Materials and methods
Study design
This study was conducted in accordance with the STrengthening the Reporting of OBservational studies in Epidemiology statement (STROBE) guidelines [17]. All the patients who underwent DP, with both open and laparoscopic approach, between January 2015 and December 2019 at San Raffaele Hospital (Milan, Italy), for benign or malignant lesions of the pancreatic body–tail, were retrospectively analyzed from a prospectively maintained database. An informed consent for surgery was obtained from each patient. Institutional review board approval was waived due to the retrospective nature of the study.
Definition of outcomes
Short-term surgical outcomes (intra- and postoperative) were analyzed. Intraoperative blood loss was defined as the amount of blood suctioned during the operation.

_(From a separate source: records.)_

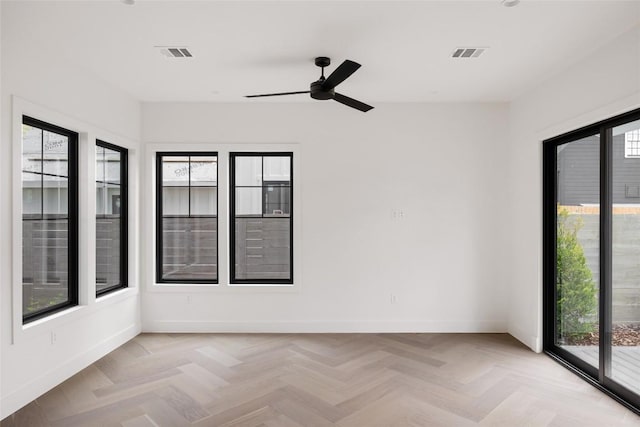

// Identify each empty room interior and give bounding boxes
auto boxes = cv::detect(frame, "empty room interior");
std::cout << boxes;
[0,0,640,427]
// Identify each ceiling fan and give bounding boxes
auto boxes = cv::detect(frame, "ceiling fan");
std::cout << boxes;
[245,56,373,113]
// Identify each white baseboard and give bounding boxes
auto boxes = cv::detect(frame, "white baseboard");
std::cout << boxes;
[142,320,507,333]
[509,327,542,353]
[0,325,140,419]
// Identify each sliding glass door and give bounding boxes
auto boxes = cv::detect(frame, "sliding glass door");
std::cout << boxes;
[543,110,640,409]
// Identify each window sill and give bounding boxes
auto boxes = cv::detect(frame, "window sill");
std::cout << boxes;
[11,288,138,345]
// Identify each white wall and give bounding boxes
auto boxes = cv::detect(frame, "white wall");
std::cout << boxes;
[141,102,508,332]
[0,2,140,418]
[505,27,640,351]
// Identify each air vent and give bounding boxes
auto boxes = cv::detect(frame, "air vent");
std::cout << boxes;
[451,47,487,58]
[156,46,193,58]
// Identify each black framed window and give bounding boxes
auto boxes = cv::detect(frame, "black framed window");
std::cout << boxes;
[96,140,128,296]
[229,152,293,284]
[22,116,78,323]
[543,109,640,411]
[156,152,218,284]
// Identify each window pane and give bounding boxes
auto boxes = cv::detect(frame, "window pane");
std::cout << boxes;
[264,156,291,185]
[96,145,105,182]
[42,179,69,216]
[162,187,189,215]
[162,156,189,187]
[191,187,218,215]
[96,142,127,295]
[191,156,218,186]
[96,214,122,292]
[22,125,42,172]
[235,187,262,215]
[611,121,640,393]
[104,148,122,184]
[231,153,293,284]
[22,172,42,215]
[96,182,108,215]
[263,185,291,216]
[42,131,69,177]
[162,217,218,281]
[235,156,262,187]
[235,218,291,280]
[22,219,69,316]
[22,117,77,321]
[556,135,600,368]
[157,154,218,283]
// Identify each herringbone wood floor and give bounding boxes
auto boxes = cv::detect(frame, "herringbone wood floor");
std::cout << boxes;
[2,334,640,427]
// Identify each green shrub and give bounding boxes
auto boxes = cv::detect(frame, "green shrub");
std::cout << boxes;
[556,208,598,342]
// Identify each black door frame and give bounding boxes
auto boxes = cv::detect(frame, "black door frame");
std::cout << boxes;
[542,109,640,414]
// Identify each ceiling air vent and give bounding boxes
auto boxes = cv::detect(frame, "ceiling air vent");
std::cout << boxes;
[156,46,193,58]
[451,47,487,58]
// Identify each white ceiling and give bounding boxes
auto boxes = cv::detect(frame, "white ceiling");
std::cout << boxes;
[3,0,640,105]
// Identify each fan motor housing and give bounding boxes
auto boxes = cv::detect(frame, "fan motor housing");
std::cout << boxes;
[311,80,336,100]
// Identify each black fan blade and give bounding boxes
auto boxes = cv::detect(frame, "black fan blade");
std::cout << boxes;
[245,90,311,98]
[322,59,360,90]
[333,93,373,113]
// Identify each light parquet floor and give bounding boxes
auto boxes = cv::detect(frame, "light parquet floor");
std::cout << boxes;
[1,334,640,427]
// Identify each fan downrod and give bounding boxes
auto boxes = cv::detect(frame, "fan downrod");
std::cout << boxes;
[310,56,335,101]
[316,56,331,68]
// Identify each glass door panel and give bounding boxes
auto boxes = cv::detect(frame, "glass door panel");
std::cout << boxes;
[606,120,640,393]
[555,134,600,369]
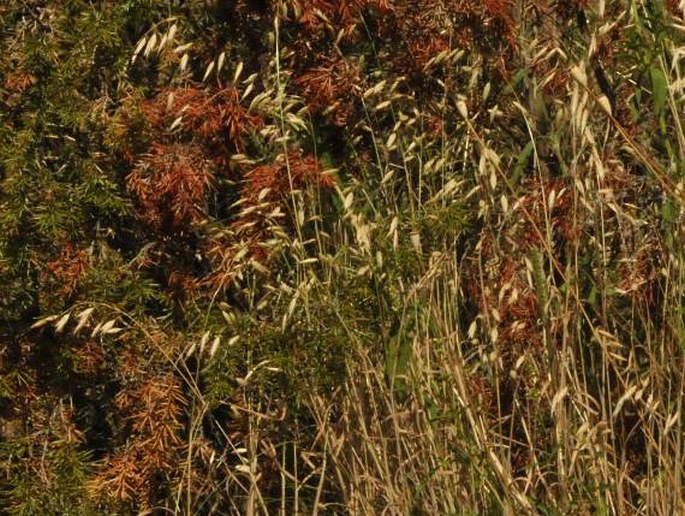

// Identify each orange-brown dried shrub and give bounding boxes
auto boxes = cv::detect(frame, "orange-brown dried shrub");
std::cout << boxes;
[204,151,335,290]
[41,243,90,298]
[126,143,212,233]
[90,375,186,505]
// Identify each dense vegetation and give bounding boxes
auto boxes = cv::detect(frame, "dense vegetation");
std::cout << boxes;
[0,0,685,514]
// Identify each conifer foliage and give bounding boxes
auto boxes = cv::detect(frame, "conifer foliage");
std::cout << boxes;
[0,0,685,514]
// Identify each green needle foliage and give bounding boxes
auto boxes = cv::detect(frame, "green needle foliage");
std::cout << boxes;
[0,0,685,515]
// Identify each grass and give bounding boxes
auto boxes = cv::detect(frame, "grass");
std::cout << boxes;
[0,2,685,515]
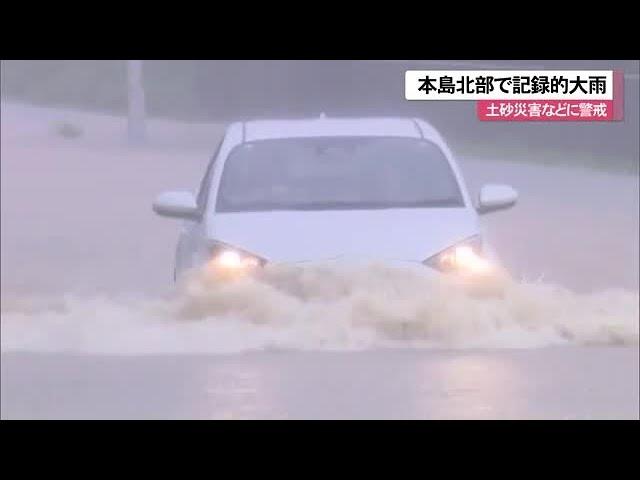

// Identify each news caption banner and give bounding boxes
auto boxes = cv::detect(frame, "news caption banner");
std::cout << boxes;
[405,70,624,122]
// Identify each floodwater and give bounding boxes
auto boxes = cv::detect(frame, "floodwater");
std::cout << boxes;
[1,102,639,418]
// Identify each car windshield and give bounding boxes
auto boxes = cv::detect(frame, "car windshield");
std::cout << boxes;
[216,137,464,212]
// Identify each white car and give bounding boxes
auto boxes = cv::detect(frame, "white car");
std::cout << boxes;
[153,116,517,277]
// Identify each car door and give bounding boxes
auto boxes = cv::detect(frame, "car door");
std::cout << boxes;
[174,141,222,279]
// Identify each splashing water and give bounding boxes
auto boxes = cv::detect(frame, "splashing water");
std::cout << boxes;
[1,265,639,354]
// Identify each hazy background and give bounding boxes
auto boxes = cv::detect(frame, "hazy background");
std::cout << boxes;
[0,60,640,418]
[1,60,640,172]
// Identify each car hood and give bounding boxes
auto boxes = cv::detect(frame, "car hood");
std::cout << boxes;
[207,208,478,262]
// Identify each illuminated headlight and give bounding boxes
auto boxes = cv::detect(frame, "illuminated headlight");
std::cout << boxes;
[424,236,493,274]
[209,243,266,271]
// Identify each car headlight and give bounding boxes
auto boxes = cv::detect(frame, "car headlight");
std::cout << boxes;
[423,235,493,274]
[208,242,267,271]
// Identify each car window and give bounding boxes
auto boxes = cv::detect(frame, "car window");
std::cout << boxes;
[196,141,222,214]
[216,137,464,212]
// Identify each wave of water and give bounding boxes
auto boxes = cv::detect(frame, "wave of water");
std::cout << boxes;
[1,265,639,354]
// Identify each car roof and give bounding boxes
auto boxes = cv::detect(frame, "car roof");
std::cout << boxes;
[235,116,442,143]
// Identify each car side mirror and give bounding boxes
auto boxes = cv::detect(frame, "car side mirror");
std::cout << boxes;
[476,184,518,215]
[153,191,200,220]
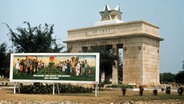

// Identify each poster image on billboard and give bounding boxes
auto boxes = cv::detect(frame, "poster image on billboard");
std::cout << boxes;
[10,53,99,84]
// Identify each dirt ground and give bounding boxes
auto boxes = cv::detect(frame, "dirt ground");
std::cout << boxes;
[0,88,184,104]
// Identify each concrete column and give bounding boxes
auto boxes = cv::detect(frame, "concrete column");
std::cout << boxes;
[112,44,118,84]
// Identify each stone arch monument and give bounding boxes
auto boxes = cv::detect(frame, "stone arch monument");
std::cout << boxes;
[64,5,163,85]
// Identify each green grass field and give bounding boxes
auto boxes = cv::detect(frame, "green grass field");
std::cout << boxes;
[13,67,96,81]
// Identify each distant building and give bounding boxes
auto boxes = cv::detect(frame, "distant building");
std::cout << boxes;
[65,5,163,85]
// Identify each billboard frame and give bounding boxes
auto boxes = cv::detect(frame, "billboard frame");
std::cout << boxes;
[10,53,100,84]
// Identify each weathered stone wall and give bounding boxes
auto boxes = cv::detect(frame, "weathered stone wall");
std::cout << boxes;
[65,21,162,85]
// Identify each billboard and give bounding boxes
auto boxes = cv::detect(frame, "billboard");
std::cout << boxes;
[10,53,99,84]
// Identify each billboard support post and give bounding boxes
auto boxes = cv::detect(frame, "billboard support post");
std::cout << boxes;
[13,82,16,94]
[52,83,55,95]
[95,84,98,97]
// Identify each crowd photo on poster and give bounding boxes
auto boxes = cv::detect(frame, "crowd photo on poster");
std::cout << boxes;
[13,55,96,81]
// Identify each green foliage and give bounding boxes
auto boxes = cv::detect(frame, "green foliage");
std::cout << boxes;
[175,70,184,84]
[0,43,10,78]
[6,22,64,53]
[107,84,135,88]
[160,73,175,83]
[16,83,93,94]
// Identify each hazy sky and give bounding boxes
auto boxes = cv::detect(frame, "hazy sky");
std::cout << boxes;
[0,0,184,73]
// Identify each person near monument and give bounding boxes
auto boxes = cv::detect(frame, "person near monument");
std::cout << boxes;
[177,87,183,96]
[84,60,89,78]
[139,86,144,96]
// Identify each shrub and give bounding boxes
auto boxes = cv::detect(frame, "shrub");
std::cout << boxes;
[16,83,93,94]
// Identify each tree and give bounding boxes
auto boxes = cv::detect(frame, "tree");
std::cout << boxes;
[88,46,118,83]
[6,22,64,53]
[175,61,184,84]
[160,73,175,83]
[175,70,184,84]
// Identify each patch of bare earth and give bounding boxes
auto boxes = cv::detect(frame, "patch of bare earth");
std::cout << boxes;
[0,89,184,104]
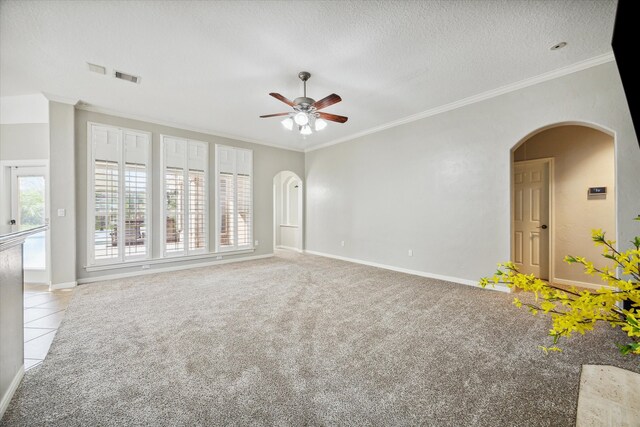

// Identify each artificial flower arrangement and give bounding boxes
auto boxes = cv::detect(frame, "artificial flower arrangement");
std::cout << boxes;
[480,215,640,355]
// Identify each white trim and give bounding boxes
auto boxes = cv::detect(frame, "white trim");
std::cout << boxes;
[78,254,273,285]
[86,121,153,265]
[49,281,78,291]
[84,249,255,271]
[70,52,615,153]
[276,245,304,255]
[76,104,304,153]
[304,52,615,153]
[551,277,615,290]
[214,144,255,253]
[304,250,511,292]
[42,92,80,106]
[509,157,556,278]
[0,364,24,419]
[160,133,211,258]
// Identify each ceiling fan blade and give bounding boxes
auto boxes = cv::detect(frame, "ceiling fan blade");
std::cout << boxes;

TFR was defined as the time between the day of the operation and the achievement of the following items: adequate control of postoperative pain with oral medications; adequate selfmobilization (to an independent level or to the preoperative level if already impaired); adequate bowel function (passage of flatus and stool) and ability to tolerate at least two solid meals without nausea and vomiting (in the absence of intravenous fluid administration); absence of sepsis signs [16, 18]. A patient was considered as “fit for discharge” only when all these items were achieved. The severity of postoperative complications was assessed according to the Clavien–Dindo classification of surgical complications [19]. Postoperative pancreatic fistula (POPF) was defined and graded according to the latest International Study Group on Pancreatic Fistula (ISGPF) classification [20]. Postpancreatectomy hemorrhage (PPH) and delayed gastric emptying (DGE) were defined according to the International Study Group on Pancreatic Surgery (ISGPS) classifications [21, 22]. Surgical site infections (SSI) included infections of the surgical wound, intraabdominal collections, and sepsis. LOS was calculated from postoperative day 1 (POD 1) to the day of discharge. The same standardized enhanced recovery perioperative pathway [23] was applied to all the patients, regardless of the type of surgical approach. Postoperative mortality was defined as death occurred within 90 days of surgery or any in-hospital death. Readmission was defined as a new hospital admission after discharge within 30 days of surgery. A benefit was defined as an outcome that resulted significantly better in the LDP group compared to the ODP group (after PSM), thus providing a clinical advantage. Possible predictors of loss of benefit were then evaluated in the LDP group.
Data collection
Preoperative, intraoperative, and postoperative details were retrospectively retrieved from a prospectively maintained electronic database. Preoperative data included: gender, age, body mass index (BMI), type of diagnosis (other vs. pancreatic ductal adenocarcinoma), neoadjuvant therapy, and American Society of Anesthesiologists physical status classification (ASA) [24]. Elderly patients were defined as those older than 70 years. Intraoperative data included duration of surgery, calculated from skin incision to closure of the last surgical wound, intraoperative blood loss, need for blood transfusions, resection extended to other organs, and spleen preservation (for nonmalignant lesions). C-reactive protein (CRP) and serum pancreatic amylase (AMS) were routinely measured on POD 1, POD 2, and POD 3.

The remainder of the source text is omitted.